I have access to a microwave, but I don’t have access to a freezer so a frozen meal won’t work (which is fine since most of them are gross and loaded with sodium anyway.)  Instead, I just need to come up with something healthy and satisfying that won’t spoil over the course of the afternoon.

How do you stay on track when you’re away from home all day?  Am I the only one who struggles with planning two brown bag meals a day?

I’m quite sure that some of you will have excellent suggestions for me, and I look forward to hearing them.

Until then, I’m going to sleep because I plan to hit the gym hard tomorrow!  Have a happy Tuesday, Friends…..

 

Aunt Janice and the Gym

When I woke up yesterday I felt a little lethargic, and I didn’t feel particularly motivated to workout (even though I knew I would.)  I procrastinated a little bit until Aunt Janice suggested that we go for a walk.  Walks with her tend to go on for miles so I agreed.

During our walk I told her how much I enjoy circuit training at the gym.  I told her about the ladder, the metal wall, the bosu ball and planks among other things, and we decided to cut our walk short and hit the gym.

We did circuit training in two minute intervals, and we did the things I just listed in addition to tackling the rowing machine,  the KeepItUpDavid Machine, I mean StairMaster, pulling the sled around the track and working our upper bodies before relaxing in the sauna.  By the time we left the gym we were both drenched from head to toe, and it felt awesome.

I was channeling Keep It Up David during this workout.

When we started doing planks she dominated them!  She held her pose for over a minute, and I beat my own personal best reaching 18.8 seconds.  (Hey!
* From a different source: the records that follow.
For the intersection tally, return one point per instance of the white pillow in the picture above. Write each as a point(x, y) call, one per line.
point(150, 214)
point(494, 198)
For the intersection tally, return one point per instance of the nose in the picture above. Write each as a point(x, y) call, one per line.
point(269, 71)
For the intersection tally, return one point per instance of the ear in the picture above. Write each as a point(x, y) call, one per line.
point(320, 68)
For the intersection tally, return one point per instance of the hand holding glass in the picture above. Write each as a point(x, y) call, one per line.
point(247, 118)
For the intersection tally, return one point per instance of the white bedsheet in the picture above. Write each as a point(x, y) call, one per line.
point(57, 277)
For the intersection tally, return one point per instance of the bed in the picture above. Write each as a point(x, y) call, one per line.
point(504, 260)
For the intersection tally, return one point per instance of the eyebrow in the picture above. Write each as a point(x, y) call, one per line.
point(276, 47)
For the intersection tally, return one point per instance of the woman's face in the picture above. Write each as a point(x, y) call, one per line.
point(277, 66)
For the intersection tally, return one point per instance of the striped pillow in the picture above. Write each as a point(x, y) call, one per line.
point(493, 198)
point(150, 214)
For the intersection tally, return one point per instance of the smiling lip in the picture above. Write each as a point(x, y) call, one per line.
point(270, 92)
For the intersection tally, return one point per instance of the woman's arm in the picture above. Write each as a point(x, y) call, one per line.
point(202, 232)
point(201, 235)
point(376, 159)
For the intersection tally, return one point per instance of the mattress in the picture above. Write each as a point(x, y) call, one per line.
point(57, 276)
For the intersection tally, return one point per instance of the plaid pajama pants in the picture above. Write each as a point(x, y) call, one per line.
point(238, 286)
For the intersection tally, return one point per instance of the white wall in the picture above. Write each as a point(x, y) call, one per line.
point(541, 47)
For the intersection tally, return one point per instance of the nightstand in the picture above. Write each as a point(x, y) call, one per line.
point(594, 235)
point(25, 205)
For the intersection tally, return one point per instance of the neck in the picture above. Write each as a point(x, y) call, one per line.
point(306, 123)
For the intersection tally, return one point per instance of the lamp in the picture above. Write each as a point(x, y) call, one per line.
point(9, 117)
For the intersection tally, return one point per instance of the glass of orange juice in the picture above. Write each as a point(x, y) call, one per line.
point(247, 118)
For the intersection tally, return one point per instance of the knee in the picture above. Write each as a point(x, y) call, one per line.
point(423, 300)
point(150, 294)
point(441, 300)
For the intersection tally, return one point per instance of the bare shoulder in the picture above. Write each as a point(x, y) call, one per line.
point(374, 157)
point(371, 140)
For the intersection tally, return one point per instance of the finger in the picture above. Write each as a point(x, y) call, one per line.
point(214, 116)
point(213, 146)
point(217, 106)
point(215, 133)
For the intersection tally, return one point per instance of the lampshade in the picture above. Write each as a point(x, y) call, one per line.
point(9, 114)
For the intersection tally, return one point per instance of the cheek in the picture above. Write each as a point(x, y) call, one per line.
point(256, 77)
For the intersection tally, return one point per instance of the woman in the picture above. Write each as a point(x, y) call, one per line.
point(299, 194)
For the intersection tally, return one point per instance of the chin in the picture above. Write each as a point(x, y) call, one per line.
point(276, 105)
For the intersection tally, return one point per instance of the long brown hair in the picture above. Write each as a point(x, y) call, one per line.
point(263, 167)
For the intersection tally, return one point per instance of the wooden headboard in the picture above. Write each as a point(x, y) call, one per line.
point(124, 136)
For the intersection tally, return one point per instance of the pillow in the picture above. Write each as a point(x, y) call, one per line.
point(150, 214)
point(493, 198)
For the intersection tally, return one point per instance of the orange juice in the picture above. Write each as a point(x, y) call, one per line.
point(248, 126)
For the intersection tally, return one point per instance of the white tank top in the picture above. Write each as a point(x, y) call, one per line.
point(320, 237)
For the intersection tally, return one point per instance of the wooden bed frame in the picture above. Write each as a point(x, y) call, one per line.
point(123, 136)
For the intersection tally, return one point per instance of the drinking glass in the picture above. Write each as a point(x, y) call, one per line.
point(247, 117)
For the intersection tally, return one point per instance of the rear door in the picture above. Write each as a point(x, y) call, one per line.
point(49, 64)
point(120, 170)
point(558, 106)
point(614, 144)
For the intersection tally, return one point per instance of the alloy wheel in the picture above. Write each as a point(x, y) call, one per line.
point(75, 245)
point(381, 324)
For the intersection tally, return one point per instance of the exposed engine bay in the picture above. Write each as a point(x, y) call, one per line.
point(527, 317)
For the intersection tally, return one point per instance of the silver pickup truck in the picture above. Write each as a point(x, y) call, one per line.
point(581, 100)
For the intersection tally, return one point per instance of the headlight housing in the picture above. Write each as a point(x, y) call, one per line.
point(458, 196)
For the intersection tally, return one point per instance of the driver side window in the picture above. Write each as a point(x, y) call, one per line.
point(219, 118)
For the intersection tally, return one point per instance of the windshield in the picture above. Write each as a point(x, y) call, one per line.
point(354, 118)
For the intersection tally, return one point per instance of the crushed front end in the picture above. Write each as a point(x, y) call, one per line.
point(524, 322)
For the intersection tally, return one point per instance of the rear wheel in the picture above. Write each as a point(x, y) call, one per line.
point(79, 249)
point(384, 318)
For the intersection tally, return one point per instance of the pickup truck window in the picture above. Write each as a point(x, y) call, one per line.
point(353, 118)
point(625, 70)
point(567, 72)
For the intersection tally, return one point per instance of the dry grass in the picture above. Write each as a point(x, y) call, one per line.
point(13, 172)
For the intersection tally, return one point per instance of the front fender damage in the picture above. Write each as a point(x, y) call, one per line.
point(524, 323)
Don’t judge me.  A little over a week ago I didn’t know I could do them at all!)

Now that I know I can plank I'm determined to make it last longer.

And one of my new favorite workouts is climbing the wall.  It doesn’t seem tough at all, but if you do it long enough it will make you sweat.  I’m definitely sore as a result of that little wall!

I can't look to the side when I get higher. ;)

Upper body....Boom!

I’ve never really been a fan of working out with someone else, but that certainly has changed recently.  I’ve done cardio workouts with friends before, but I’ve never had anyone push me until recently.  Having someone there to tell me to keep going when I think I’ve pushed as far as I can inspires me to do more, and I’m definitely looking forward to more of that.  And may I just say that I adore the sauna?  (What can I say? I love to sweat!)

I have a full day planned which will include some fun stuff, but I plan to hit it hard at the gym again this morning.  What are your plans for the day?  What kind of workout will you do?